A strikingly good-looking kid who played on the high school football team, Jan Berry was a rambunctious boy with a "long list of youthful indiscretions," Selvin wrote. At an amusement park, he "decked" two cops, though charges were dropped.

While on tour through the small towns of the United States, a bored Jan would sometimes revert into "Randy" a character who would slur his words and contort his face in a grotesque manner, while those around him (often Dean) would explain he was just taken out of a mental institution (This behavior would come back to haunt him badly after his car wreck in 1966). He got expelled in junior high school for stealing a rifle from the school's ROTC--Despite that he kept up good grades. Later on, he told the president of Columbia Pictures to fuck off.

Jan’s father, an electrical engineer, was a right-hand man for business magnate Howard Hughes. The family lived at 1111 Linda Flora Drive, a ranch style home with a two-car garage converted into a bedroom for Jan and his brothers, which Jan turned into a musical studio in his high school years. There, he kept a huge record collection, aided by shoplifting and by sending out letters from a fake radio station to get free copies.

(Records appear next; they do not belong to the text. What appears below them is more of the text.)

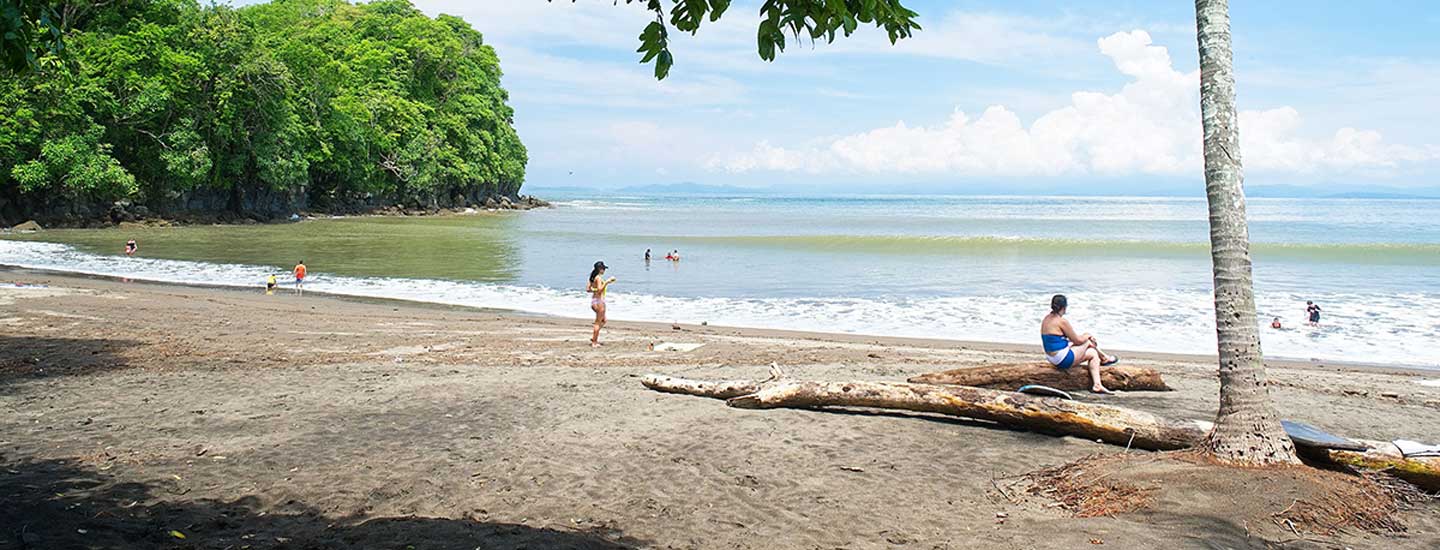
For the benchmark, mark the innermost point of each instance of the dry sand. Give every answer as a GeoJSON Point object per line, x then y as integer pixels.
{"type": "Point", "coordinates": [235, 419]}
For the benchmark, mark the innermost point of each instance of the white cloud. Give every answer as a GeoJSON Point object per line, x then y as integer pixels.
{"type": "Point", "coordinates": [1149, 127]}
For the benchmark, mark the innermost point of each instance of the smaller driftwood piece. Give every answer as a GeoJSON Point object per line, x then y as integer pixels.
{"type": "Point", "coordinates": [1011, 376]}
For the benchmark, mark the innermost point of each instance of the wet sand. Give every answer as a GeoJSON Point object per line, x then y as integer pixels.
{"type": "Point", "coordinates": [236, 419]}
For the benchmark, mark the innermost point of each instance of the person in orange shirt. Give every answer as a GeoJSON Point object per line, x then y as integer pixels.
{"type": "Point", "coordinates": [300, 278]}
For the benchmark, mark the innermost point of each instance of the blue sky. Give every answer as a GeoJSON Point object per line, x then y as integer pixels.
{"type": "Point", "coordinates": [1017, 94]}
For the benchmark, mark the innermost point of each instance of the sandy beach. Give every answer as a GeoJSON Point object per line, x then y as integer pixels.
{"type": "Point", "coordinates": [133, 415]}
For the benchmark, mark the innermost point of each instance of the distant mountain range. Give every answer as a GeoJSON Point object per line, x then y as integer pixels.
{"type": "Point", "coordinates": [689, 187]}
{"type": "Point", "coordinates": [1168, 189]}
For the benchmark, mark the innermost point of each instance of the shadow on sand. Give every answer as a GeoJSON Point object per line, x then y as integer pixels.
{"type": "Point", "coordinates": [36, 357]}
{"type": "Point", "coordinates": [55, 504]}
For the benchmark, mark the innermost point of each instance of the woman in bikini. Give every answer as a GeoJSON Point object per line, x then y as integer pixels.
{"type": "Point", "coordinates": [596, 287]}
{"type": "Point", "coordinates": [1064, 347]}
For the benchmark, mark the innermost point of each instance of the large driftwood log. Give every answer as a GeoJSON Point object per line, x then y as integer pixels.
{"type": "Point", "coordinates": [1115, 425]}
{"type": "Point", "coordinates": [1011, 376]}
{"type": "Point", "coordinates": [1109, 424]}
{"type": "Point", "coordinates": [1386, 457]}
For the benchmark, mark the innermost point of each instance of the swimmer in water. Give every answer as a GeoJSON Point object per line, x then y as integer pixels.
{"type": "Point", "coordinates": [596, 285]}
{"type": "Point", "coordinates": [300, 278]}
{"type": "Point", "coordinates": [1312, 311]}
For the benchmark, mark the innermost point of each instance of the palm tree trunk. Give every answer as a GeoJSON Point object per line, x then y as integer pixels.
{"type": "Point", "coordinates": [1247, 428]}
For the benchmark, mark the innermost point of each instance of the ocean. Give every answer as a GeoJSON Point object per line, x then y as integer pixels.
{"type": "Point", "coordinates": [1136, 269]}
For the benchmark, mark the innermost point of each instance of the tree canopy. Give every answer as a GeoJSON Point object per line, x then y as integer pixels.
{"type": "Point", "coordinates": [798, 19]}
{"type": "Point", "coordinates": [323, 98]}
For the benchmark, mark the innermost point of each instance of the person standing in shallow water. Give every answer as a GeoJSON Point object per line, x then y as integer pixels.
{"type": "Point", "coordinates": [596, 285]}
{"type": "Point", "coordinates": [300, 278]}
{"type": "Point", "coordinates": [1064, 347]}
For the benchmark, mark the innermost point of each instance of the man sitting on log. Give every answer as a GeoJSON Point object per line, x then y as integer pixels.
{"type": "Point", "coordinates": [1064, 347]}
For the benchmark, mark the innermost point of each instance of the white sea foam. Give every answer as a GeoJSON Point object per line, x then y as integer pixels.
{"type": "Point", "coordinates": [1374, 327]}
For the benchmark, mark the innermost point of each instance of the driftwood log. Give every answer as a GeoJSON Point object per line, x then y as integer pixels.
{"type": "Point", "coordinates": [1011, 376]}
{"type": "Point", "coordinates": [1383, 457]}
{"type": "Point", "coordinates": [1090, 421]}
{"type": "Point", "coordinates": [1115, 425]}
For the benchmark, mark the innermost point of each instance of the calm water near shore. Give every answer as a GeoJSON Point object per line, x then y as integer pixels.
{"type": "Point", "coordinates": [966, 268]}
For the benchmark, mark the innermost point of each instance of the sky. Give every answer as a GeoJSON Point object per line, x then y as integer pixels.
{"type": "Point", "coordinates": [988, 95]}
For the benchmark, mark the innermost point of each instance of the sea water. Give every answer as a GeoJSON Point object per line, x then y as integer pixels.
{"type": "Point", "coordinates": [1136, 269]}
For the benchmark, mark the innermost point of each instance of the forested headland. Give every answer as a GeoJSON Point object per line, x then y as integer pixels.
{"type": "Point", "coordinates": [179, 110]}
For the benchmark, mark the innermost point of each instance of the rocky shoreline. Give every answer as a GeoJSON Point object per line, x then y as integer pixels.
{"type": "Point", "coordinates": [124, 213]}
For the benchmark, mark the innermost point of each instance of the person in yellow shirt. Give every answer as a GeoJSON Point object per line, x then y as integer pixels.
{"type": "Point", "coordinates": [300, 278]}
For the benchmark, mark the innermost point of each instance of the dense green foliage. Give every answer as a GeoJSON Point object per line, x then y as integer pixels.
{"type": "Point", "coordinates": [814, 19]}
{"type": "Point", "coordinates": [316, 98]}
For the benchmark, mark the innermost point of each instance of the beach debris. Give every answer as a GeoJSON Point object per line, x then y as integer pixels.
{"type": "Point", "coordinates": [671, 346]}
{"type": "Point", "coordinates": [1410, 448]}
{"type": "Point", "coordinates": [1011, 376]}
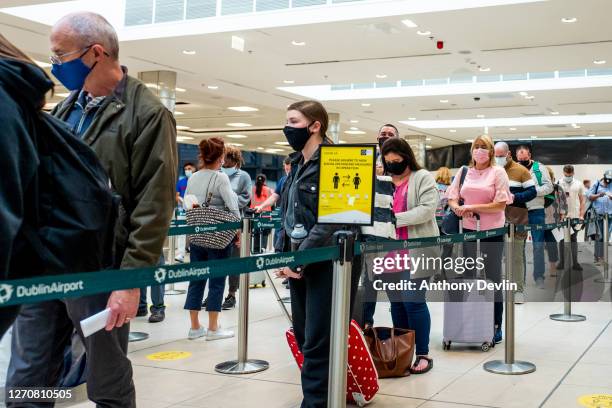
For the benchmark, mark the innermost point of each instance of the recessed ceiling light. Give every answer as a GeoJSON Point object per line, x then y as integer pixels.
{"type": "Point", "coordinates": [237, 43]}
{"type": "Point", "coordinates": [243, 109]}
{"type": "Point", "coordinates": [409, 23]}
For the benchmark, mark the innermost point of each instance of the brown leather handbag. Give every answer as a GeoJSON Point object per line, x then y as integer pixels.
{"type": "Point", "coordinates": [393, 356]}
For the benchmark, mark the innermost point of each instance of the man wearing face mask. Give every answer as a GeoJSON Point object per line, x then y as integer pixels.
{"type": "Point", "coordinates": [544, 187]}
{"type": "Point", "coordinates": [600, 196]}
{"type": "Point", "coordinates": [386, 132]}
{"type": "Point", "coordinates": [523, 188]}
{"type": "Point", "coordinates": [240, 181]}
{"type": "Point", "coordinates": [574, 192]}
{"type": "Point", "coordinates": [134, 136]}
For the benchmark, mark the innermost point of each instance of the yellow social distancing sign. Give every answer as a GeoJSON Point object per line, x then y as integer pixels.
{"type": "Point", "coordinates": [346, 184]}
{"type": "Point", "coordinates": [169, 355]}
{"type": "Point", "coordinates": [596, 401]}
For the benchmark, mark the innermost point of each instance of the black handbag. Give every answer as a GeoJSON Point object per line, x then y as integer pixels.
{"type": "Point", "coordinates": [450, 222]}
{"type": "Point", "coordinates": [206, 215]}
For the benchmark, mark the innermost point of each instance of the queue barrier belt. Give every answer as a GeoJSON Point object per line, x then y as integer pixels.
{"type": "Point", "coordinates": [41, 288]}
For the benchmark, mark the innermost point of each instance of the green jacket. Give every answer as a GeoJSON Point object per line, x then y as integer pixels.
{"type": "Point", "coordinates": [134, 136]}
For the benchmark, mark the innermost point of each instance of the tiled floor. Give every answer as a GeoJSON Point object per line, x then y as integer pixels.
{"type": "Point", "coordinates": [573, 360]}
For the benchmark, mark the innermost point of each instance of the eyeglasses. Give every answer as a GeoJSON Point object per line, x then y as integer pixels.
{"type": "Point", "coordinates": [57, 59]}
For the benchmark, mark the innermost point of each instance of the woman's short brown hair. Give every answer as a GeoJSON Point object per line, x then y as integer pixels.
{"type": "Point", "coordinates": [211, 149]}
{"type": "Point", "coordinates": [234, 154]}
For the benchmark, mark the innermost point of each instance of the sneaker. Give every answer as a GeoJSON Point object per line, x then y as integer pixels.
{"type": "Point", "coordinates": [229, 302]}
{"type": "Point", "coordinates": [219, 334]}
{"type": "Point", "coordinates": [197, 333]}
{"type": "Point", "coordinates": [498, 335]}
{"type": "Point", "coordinates": [519, 298]}
{"type": "Point", "coordinates": [157, 316]}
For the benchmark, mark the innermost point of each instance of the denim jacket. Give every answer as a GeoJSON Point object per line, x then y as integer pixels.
{"type": "Point", "coordinates": [305, 207]}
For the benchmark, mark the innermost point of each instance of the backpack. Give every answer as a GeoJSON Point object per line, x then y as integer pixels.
{"type": "Point", "coordinates": [548, 198]}
{"type": "Point", "coordinates": [75, 209]}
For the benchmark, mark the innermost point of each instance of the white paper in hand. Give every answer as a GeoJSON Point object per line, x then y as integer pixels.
{"type": "Point", "coordinates": [95, 323]}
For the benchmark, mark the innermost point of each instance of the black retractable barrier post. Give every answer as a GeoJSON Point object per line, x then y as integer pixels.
{"type": "Point", "coordinates": [606, 244]}
{"type": "Point", "coordinates": [338, 356]}
{"type": "Point", "coordinates": [567, 315]}
{"type": "Point", "coordinates": [243, 365]}
{"type": "Point", "coordinates": [509, 366]}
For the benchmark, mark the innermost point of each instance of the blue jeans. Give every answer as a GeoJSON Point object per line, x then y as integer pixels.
{"type": "Point", "coordinates": [216, 286]}
{"type": "Point", "coordinates": [537, 217]}
{"type": "Point", "coordinates": [414, 316]}
{"type": "Point", "coordinates": [157, 295]}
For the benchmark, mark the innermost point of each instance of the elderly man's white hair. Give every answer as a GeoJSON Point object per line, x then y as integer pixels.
{"type": "Point", "coordinates": [91, 28]}
{"type": "Point", "coordinates": [502, 145]}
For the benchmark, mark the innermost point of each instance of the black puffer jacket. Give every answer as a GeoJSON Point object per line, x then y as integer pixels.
{"type": "Point", "coordinates": [22, 89]}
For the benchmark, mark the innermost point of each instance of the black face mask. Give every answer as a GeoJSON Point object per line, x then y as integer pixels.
{"type": "Point", "coordinates": [382, 141]}
{"type": "Point", "coordinates": [297, 137]}
{"type": "Point", "coordinates": [396, 168]}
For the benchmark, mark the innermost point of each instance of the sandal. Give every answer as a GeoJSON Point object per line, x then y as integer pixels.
{"type": "Point", "coordinates": [416, 363]}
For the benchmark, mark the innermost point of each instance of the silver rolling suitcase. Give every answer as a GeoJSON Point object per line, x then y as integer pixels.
{"type": "Point", "coordinates": [468, 316]}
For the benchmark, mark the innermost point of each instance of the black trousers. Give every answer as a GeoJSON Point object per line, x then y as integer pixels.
{"type": "Point", "coordinates": [311, 300]}
{"type": "Point", "coordinates": [40, 335]}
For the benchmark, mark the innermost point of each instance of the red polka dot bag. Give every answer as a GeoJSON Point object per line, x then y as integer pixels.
{"type": "Point", "coordinates": [362, 378]}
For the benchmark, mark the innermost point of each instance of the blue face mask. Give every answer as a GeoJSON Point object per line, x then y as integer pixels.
{"type": "Point", "coordinates": [72, 74]}
{"type": "Point", "coordinates": [230, 171]}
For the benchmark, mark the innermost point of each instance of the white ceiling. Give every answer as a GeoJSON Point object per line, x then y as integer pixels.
{"type": "Point", "coordinates": [508, 39]}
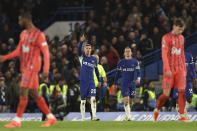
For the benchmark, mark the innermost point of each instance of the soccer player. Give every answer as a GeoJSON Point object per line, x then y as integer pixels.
{"type": "Point", "coordinates": [191, 75]}
{"type": "Point", "coordinates": [129, 68]}
{"type": "Point", "coordinates": [87, 84]}
{"type": "Point", "coordinates": [103, 78]}
{"type": "Point", "coordinates": [174, 68]}
{"type": "Point", "coordinates": [32, 42]}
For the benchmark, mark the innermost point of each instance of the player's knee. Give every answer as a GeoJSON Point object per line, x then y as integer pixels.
{"type": "Point", "coordinates": [189, 100]}
{"type": "Point", "coordinates": [93, 100]}
{"type": "Point", "coordinates": [181, 90]}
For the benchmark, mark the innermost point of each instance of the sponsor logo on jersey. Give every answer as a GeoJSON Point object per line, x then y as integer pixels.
{"type": "Point", "coordinates": [163, 43]}
{"type": "Point", "coordinates": [167, 84]}
{"type": "Point", "coordinates": [44, 43]}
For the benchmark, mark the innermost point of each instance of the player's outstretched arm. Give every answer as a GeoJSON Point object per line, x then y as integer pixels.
{"type": "Point", "coordinates": [82, 39]}
{"type": "Point", "coordinates": [137, 69]}
{"type": "Point", "coordinates": [117, 74]}
{"type": "Point", "coordinates": [97, 75]}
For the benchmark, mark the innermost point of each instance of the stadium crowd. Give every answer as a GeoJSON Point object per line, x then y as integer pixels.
{"type": "Point", "coordinates": [113, 25]}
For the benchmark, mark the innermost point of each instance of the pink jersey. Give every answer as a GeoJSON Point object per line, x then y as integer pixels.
{"type": "Point", "coordinates": [173, 53]}
{"type": "Point", "coordinates": [30, 45]}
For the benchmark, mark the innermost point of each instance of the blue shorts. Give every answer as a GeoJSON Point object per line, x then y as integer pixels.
{"type": "Point", "coordinates": [87, 89]}
{"type": "Point", "coordinates": [188, 91]}
{"type": "Point", "coordinates": [129, 91]}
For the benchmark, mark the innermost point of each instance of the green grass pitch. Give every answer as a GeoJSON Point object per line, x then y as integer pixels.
{"type": "Point", "coordinates": [106, 126]}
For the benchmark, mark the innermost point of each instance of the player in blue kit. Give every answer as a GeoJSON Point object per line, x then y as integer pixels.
{"type": "Point", "coordinates": [87, 85]}
{"type": "Point", "coordinates": [129, 69]}
{"type": "Point", "coordinates": [191, 75]}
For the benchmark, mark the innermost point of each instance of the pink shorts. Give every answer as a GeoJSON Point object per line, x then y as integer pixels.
{"type": "Point", "coordinates": [30, 80]}
{"type": "Point", "coordinates": [177, 80]}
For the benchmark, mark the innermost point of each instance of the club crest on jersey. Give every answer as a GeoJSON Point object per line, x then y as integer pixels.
{"type": "Point", "coordinates": [31, 39]}
{"type": "Point", "coordinates": [25, 49]}
{"type": "Point", "coordinates": [163, 43]}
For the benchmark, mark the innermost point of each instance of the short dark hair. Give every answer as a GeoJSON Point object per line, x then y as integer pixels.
{"type": "Point", "coordinates": [179, 22]}
{"type": "Point", "coordinates": [26, 15]}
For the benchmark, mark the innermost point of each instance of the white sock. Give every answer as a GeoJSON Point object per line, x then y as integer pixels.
{"type": "Point", "coordinates": [18, 119]}
{"type": "Point", "coordinates": [93, 106]}
{"type": "Point", "coordinates": [127, 110]}
{"type": "Point", "coordinates": [82, 109]}
{"type": "Point", "coordinates": [50, 116]}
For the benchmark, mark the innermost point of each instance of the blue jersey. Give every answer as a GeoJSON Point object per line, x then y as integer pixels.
{"type": "Point", "coordinates": [88, 64]}
{"type": "Point", "coordinates": [129, 70]}
{"type": "Point", "coordinates": [191, 73]}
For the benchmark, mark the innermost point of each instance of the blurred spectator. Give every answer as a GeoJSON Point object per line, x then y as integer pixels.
{"type": "Point", "coordinates": [145, 44]}
{"type": "Point", "coordinates": [11, 44]}
{"type": "Point", "coordinates": [3, 95]}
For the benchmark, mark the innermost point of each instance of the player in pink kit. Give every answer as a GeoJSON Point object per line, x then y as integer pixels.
{"type": "Point", "coordinates": [32, 42]}
{"type": "Point", "coordinates": [174, 68]}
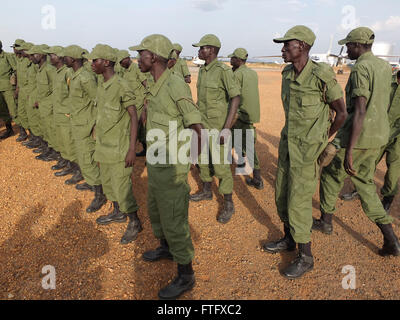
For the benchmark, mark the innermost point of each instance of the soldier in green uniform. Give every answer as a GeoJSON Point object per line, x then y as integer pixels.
{"type": "Point", "coordinates": [362, 137]}
{"type": "Point", "coordinates": [32, 112]}
{"type": "Point", "coordinates": [169, 102]}
{"type": "Point", "coordinates": [8, 108]}
{"type": "Point", "coordinates": [21, 68]}
{"type": "Point", "coordinates": [309, 91]}
{"type": "Point", "coordinates": [62, 126]}
{"type": "Point", "coordinates": [83, 113]}
{"type": "Point", "coordinates": [249, 111]}
{"type": "Point", "coordinates": [218, 96]}
{"type": "Point", "coordinates": [44, 89]}
{"type": "Point", "coordinates": [116, 131]}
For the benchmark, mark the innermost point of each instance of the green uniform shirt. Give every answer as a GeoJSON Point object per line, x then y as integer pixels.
{"type": "Point", "coordinates": [249, 108]}
{"type": "Point", "coordinates": [82, 97]}
{"type": "Point", "coordinates": [305, 101]}
{"type": "Point", "coordinates": [394, 110]}
{"type": "Point", "coordinates": [22, 72]}
{"type": "Point", "coordinates": [181, 68]}
{"type": "Point", "coordinates": [61, 90]}
{"type": "Point", "coordinates": [170, 100]}
{"type": "Point", "coordinates": [44, 85]}
{"type": "Point", "coordinates": [371, 78]}
{"type": "Point", "coordinates": [113, 124]}
{"type": "Point", "coordinates": [216, 85]}
{"type": "Point", "coordinates": [7, 67]}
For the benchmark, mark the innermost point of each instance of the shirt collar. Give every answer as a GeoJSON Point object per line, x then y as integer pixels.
{"type": "Point", "coordinates": [365, 56]}
{"type": "Point", "coordinates": [107, 84]}
{"type": "Point", "coordinates": [211, 64]}
{"type": "Point", "coordinates": [157, 85]}
{"type": "Point", "coordinates": [304, 74]}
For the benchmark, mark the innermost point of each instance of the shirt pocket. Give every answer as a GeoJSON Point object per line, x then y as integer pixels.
{"type": "Point", "coordinates": [310, 107]}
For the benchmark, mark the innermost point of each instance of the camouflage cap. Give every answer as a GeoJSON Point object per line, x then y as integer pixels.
{"type": "Point", "coordinates": [102, 51]}
{"type": "Point", "coordinates": [156, 43]}
{"type": "Point", "coordinates": [301, 33]}
{"type": "Point", "coordinates": [74, 51]}
{"type": "Point", "coordinates": [240, 53]}
{"type": "Point", "coordinates": [26, 46]}
{"type": "Point", "coordinates": [38, 49]}
{"type": "Point", "coordinates": [122, 54]}
{"type": "Point", "coordinates": [208, 40]}
{"type": "Point", "coordinates": [359, 35]}
{"type": "Point", "coordinates": [177, 47]}
{"type": "Point", "coordinates": [18, 43]}
{"type": "Point", "coordinates": [57, 50]}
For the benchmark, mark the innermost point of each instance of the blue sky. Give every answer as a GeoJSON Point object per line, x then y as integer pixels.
{"type": "Point", "coordinates": [238, 23]}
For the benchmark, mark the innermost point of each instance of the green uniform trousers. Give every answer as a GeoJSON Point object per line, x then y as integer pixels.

He went to University High, an Olympian-sized high school at the west end of Santa Monica, serving the wealthy west L.A. neighborhoods of Bel Air and Brentwood.

Jan had met Dean Torrence – the “Dean” of Jan and Dean – in Junior High, but only really got to know him a few years later. In high school, Dean drove a 1932 White Ford pickup "that he used to ferry surfboards to the beach for weekends of volleyball and sun," Selvin wrote with characteristic aplomb.

Jan put together a singing group from his football buddies, including Dean, called "The Barrens," just to compete in a talent show. Dean sang falsetto, Jan did bass. They also pulled in eventual-Beach Boy Bruce Johnston, a wealthy kid who was classically trained pianist living in Bel Air (Interesting side note: Bruce's his father started the Rexall drug store chain).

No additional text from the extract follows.